Jack: This story has its good and bad points. On the good side, it is less dependent on subplots than the prior issue. On the bad side, it marks another return of a villain better left forgotten. I had trouble understanding just what Crazy-Quilt was doing that was such a problem. Sure, he was behind the arson at the hospital, but all he wanted was to get his vision back. Is that so bad? It seemed like the ending was a bit sad, since Batman and Robin really didn't need to go all out and leave the guy blind.

Oops! From the splash page of Batman 316
PE: Wiser minds prevailed when it came to titling this tale "Color Me Deadly" rather than the awkwardly-worded "The Man Who Stole His Eyes." Robin's faux outrage at old-timer Gordo's assessment of the younger generation (the equally awkwardly-worded "I'm starting to think all the kids today know nothing about responsibility!") is reminiscent of all those early 1970s solo Robin stories about kids who take over the campus because they can't get ketchup at the cafeteria tables. By 1979, I was well into my teens and we never harumphed over the old folks dissing us. We just ignored them. So what's up with Lucius Fox and his son? At the rate we're going, we'll never find out since the only reference to the problem is Bruce Wayne's "Hmmm, something seems to be on Lucius' mind lately. I hope there's not trouble to come" forewarning. I'm sure young Fox will end up as a sixth-tier villain on roller skates or high on smack. Someone please fill me in on the juicy details. And, for those who just have to know, Crazy-Quilt (another in a line of forgotten-baddies-who-should-have-stayed-forgotten Len Wein resurrections) will return in Batman #384 (February 1984). Daredevil never let a little blindness slow him down.
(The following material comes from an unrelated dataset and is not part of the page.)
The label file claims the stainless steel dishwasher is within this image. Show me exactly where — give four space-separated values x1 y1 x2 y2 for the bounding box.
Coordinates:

Jack: Like Roy Thomas over at Marvel, Len Wein seems to be mining old issues of Batman to find obscure characters to revive. Crazy-Quilt seems to have been created by Jack Kirby as a villain who first appeared in Boy Commandos 15 (June 1946). He had four more appearances in that comic, then battled Robin in Star-Spangled Comics 123 (December 1951). The Robin story was reprinted in Batman 255 (April 1974) and now he turns up here. He tells Batman that "you've never faced me before"--and he's right!

From Batman 315

Coming in May!


Greg M. said...

Peter & Jack,

Another fun-filled column. Just a few notes:

-I agree about Kurt Schaffenberger's art. It always screams "for juveniles" to me.

-If I remember correctly, my first exposure to The Bronze Tiger was in the phenomenal Suicide Squad series that came much later than this. So reading stories like "The Vengeance Vow" gives me an enjoyable look at him from earlier in his life. And who said it's Batman who made the "Vengeance Vow?" :-)

- As for Lucius' son, from what I recall, joining a gang of toughs run by *duh**duh**DUH!!!* Falstaff is the extent of his nastiness. Sorry to disappoint you (if you are, that is).

Keep up the great work, guys!

Jack Seabrook said...

Thanks, Greg! Just back from vacation and catching up on the comments!